The most common complications caused directly by an eco-endoscopy are perforations, haemorrhaging and infection. When operating on the pancreas there is also a risk of pancreatitits. In all, it occurs less than ten percent of the time. Perforation is a severe complication that nearly always s emergency surgical intervention. It usually occurs when the stiff point of the eco-endoscope needs to get around a curve in the gastrointestinal tract. The most dangerous areas are the pharynx, the duodenal bulb and recto-sigmoid junction, although perforation can occur at any point in the gastrointestinal tract.
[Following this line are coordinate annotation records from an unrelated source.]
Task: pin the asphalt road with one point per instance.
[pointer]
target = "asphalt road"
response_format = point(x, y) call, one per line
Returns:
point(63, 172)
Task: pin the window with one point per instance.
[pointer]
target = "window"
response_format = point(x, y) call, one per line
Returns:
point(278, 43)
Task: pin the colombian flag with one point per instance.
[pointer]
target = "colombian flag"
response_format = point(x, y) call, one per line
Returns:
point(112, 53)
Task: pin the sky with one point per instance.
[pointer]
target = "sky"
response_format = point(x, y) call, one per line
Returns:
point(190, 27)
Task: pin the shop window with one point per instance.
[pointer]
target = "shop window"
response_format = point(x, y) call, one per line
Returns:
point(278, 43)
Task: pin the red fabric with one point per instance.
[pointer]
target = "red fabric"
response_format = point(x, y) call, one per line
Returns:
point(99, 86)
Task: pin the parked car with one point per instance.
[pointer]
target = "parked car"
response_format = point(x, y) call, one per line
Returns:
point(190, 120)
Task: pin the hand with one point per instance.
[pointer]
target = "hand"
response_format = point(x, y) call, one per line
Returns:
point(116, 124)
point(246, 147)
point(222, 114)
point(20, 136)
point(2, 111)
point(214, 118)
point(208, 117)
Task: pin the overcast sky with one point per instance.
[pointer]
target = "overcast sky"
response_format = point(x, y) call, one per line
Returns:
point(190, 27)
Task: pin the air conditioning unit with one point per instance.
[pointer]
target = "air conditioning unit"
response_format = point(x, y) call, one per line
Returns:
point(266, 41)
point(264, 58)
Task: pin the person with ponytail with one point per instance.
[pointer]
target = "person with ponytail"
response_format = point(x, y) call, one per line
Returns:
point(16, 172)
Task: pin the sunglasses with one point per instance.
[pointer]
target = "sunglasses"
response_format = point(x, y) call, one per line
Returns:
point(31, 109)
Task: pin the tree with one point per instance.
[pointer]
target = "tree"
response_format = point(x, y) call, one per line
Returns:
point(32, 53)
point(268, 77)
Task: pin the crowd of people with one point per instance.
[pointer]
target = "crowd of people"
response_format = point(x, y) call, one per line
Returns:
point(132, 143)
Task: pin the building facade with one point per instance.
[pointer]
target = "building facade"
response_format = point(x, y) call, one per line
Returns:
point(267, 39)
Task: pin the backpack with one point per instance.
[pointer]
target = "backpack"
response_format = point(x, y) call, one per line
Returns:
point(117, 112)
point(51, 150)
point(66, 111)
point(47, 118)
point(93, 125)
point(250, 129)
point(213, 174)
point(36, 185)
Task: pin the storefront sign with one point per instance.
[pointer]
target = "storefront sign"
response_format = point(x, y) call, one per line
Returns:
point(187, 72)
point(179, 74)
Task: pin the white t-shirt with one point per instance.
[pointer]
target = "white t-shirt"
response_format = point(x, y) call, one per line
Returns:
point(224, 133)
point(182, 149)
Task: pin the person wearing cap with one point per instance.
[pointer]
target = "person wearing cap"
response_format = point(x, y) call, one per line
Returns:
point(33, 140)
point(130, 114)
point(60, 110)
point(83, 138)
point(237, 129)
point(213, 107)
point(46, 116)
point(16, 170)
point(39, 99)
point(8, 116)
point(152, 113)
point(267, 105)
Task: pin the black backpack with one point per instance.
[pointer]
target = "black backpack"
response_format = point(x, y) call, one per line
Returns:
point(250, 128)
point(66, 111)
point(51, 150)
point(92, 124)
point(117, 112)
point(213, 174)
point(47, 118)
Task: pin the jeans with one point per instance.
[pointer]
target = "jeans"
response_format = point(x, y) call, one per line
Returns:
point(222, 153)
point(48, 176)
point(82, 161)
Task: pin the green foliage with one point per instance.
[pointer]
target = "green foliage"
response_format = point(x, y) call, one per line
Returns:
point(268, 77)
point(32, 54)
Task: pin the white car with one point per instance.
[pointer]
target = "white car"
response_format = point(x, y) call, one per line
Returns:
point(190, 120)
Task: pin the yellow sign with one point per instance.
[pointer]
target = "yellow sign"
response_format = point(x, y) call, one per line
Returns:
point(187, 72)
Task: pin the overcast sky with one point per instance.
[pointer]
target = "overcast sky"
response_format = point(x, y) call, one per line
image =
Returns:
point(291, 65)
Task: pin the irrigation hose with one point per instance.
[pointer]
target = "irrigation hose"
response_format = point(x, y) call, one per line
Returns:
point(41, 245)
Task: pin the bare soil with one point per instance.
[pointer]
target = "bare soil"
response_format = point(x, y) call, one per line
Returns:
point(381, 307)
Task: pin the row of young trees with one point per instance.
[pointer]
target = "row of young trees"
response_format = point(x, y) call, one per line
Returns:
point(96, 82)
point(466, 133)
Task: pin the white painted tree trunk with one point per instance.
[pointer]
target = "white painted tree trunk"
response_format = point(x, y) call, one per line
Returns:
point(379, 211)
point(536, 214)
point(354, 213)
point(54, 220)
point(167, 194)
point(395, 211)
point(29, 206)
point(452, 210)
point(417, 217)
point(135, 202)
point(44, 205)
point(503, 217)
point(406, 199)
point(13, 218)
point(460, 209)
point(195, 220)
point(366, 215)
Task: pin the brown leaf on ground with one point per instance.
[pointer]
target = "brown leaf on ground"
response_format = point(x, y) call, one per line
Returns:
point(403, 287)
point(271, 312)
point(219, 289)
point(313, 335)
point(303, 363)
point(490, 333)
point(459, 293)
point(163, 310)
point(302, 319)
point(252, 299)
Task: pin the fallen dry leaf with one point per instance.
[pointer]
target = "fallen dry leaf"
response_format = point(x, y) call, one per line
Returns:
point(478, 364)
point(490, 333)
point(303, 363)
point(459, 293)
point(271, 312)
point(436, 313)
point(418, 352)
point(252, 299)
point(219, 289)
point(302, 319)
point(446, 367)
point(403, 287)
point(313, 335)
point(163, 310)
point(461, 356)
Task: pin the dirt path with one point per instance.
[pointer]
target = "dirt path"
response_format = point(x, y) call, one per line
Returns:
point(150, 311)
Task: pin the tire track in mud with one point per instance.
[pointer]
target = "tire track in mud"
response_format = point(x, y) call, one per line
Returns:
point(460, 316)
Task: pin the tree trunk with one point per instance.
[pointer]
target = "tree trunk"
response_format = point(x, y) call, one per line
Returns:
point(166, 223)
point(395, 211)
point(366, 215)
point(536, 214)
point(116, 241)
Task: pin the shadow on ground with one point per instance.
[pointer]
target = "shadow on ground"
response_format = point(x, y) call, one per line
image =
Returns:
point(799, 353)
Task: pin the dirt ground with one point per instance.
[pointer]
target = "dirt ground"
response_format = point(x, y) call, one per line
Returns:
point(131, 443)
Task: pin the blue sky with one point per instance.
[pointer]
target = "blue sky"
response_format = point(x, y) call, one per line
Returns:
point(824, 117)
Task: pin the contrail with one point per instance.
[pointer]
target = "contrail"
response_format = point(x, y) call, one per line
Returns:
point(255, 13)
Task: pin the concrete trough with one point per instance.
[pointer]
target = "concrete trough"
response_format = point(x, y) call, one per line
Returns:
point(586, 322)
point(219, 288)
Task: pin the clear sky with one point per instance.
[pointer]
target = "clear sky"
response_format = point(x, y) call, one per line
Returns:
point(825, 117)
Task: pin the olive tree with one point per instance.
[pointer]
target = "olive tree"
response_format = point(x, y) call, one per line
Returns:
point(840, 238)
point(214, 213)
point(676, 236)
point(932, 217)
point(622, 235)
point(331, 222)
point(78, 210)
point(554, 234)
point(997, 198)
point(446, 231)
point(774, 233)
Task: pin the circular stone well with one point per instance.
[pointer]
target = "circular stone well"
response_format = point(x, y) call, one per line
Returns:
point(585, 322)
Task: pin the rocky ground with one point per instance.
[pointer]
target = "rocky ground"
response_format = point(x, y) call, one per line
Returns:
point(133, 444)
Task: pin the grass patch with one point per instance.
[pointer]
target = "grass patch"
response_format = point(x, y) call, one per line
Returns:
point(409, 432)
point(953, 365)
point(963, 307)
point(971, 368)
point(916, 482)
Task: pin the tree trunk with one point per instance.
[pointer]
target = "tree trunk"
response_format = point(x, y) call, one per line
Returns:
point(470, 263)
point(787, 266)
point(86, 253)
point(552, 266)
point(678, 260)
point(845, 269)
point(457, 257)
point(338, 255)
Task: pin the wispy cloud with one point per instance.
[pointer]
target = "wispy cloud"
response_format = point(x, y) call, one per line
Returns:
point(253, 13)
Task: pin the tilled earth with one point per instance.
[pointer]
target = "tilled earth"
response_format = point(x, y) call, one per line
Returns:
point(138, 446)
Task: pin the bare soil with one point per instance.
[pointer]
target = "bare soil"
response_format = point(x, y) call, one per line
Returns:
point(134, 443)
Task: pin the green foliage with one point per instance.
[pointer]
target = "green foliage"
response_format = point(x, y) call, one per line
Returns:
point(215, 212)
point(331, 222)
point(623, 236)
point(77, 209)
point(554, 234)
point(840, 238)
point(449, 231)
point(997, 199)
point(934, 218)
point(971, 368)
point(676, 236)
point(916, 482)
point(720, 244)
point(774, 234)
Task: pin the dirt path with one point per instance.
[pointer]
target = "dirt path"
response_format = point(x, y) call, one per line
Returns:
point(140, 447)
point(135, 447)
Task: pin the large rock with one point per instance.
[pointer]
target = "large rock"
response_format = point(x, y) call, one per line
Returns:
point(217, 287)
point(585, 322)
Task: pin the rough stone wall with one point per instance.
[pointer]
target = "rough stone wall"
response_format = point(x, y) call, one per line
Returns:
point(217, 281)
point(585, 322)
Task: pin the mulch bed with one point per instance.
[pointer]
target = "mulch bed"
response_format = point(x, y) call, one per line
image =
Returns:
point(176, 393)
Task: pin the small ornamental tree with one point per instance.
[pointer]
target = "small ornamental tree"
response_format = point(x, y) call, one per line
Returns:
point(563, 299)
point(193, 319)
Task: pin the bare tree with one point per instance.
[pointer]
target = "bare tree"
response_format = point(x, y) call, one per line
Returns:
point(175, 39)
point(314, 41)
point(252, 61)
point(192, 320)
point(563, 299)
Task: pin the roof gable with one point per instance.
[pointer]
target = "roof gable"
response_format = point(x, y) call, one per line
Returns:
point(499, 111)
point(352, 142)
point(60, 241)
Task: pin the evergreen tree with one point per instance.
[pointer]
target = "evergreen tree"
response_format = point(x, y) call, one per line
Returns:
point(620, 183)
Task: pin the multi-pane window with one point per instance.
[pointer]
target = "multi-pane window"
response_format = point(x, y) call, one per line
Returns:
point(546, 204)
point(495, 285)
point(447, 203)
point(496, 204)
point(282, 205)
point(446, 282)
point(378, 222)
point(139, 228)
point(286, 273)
Having had prior surgeries or large tumours that distorted the normal anatomy increases the risk of perforation. Another risk of perforation occurs when a stenosis is dilated so that the eco-endoscope can pass through it. Therefore this manoeuvre is only performed when it is necessary in order to make an important clinical decision, or if there are no alternatives. Haemorrhaging and infection generally occur when a puncture is made with a needle, and are more likely when puncturing a cyst than with solid lesions. The severity in these cases may vary. Usually an infection can be controlled conservatively, with antibiotics.
In some cases, though, the haemorrhaging may be severe, making a blood transfusion or an emergency intervention by the radiologist or surgeon necessary. Infections may also be complicated by the formation of an abscess that would need to be drained radiologically or surgically. Pancreatitis is a potential complication of puncturing a solid lesion, a cystic lesion or a duct in the pancreas. The risk is greater when a portion of the healthy pancreatic tissue needs to be crossed to reach the objective. Another potential but infrequent complication is bile peritonitis, when the bile duct or gallbladder are intentionally or unintentionally punctured.
One special therapeutic intervention is celiac plexus neurolysis, the abdominal nerve ganglia in the area are injected to treat pancreatic pain that does not respond to medication. Specific complications may occur with this procedure, such as arterial hypotension and exacerbation of pain. They are usually slight and temporary, disappearing within a few days. Occasionally though, serious complications do occur, such as muscle weakness and/or numbness, and even paralysis of the lower limbs.